Just two problems: It didn't happen that way, and the designated hero, Pte. Jessica Lynch, refuses to say it did.
In fact, Lynch is telling anyone who asks that she is no hero: “That wasn't me. I'm not about to take credit for something I didn't do … I'm just a survivor.”
Okay so far, modesty and all.
But Lynch is also a mite angry about the Pentagon's manipulation of events and can't seem to stop correcting the record.
She says she never got off a shot because her gun jammed. The Iraqi medical staff were kindness itself. She was out cold for three hours after her Humvee crashed in the grenade attack, so she doesn't remember any sexual assault. And shocked Iraqi doctors deny it.
As for the dramatic, Rambo-style hospital raid on April 1, she says there was no resistance, no Iraqi military in the hospital, and staff even offered the rescuers a key.
The Pentagon “used me to symbolize all this stuff,” Lynch told a fawning Diane Sawyer on ABC last week. “It's wrong.”
Yikes. Time for Plan B: It isn't our fault.
A senior military official tells Time magazine that, contrary to appearances, the Saving Private Lynch story was not, no way, a calculated PR ploy, but more a “comedy of errors,” based on patchy battlefield intelligence. The media just ran with it.
What the Lynch story actually is, say critics, is a star-spangled metaphor for the confusion and deceit that's marked the Iraq foray from the start.

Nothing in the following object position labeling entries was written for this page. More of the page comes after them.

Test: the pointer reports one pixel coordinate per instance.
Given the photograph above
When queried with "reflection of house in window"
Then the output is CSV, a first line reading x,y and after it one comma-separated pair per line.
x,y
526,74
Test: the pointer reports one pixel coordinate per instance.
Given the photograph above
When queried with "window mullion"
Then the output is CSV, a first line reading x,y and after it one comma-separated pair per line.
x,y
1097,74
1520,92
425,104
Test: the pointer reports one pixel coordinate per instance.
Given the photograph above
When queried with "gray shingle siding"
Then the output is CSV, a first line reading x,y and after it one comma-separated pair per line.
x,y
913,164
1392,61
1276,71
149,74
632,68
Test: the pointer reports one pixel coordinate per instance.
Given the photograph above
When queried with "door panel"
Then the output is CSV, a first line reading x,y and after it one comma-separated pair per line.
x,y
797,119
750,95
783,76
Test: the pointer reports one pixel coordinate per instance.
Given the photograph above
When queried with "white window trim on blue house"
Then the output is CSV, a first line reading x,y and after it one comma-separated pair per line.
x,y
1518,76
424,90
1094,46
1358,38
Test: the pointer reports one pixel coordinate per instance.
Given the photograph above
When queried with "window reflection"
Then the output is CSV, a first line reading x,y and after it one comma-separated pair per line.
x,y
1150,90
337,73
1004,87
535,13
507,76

“This White House believes they can spin their way out of anything and they assume reality will surrender to their spin,” says Mark Crispin Miller, a media analyst at New York University.
“In this case, they believed Jessica would play along. But she hasn't. She may not appear self-assertive, but she can clearly tell illusion from reality. Good for her.”
What irks him and other analysts is how the American media went along with the fraud for so long.
The Toronto Star's Mitch Potter was one of the first to report the actual facts of the rescue on May 4. The BBC followed up on May 15. But those stories got no traction in the U.S., says Miller. “The media here should have exposed the lie long before they did.”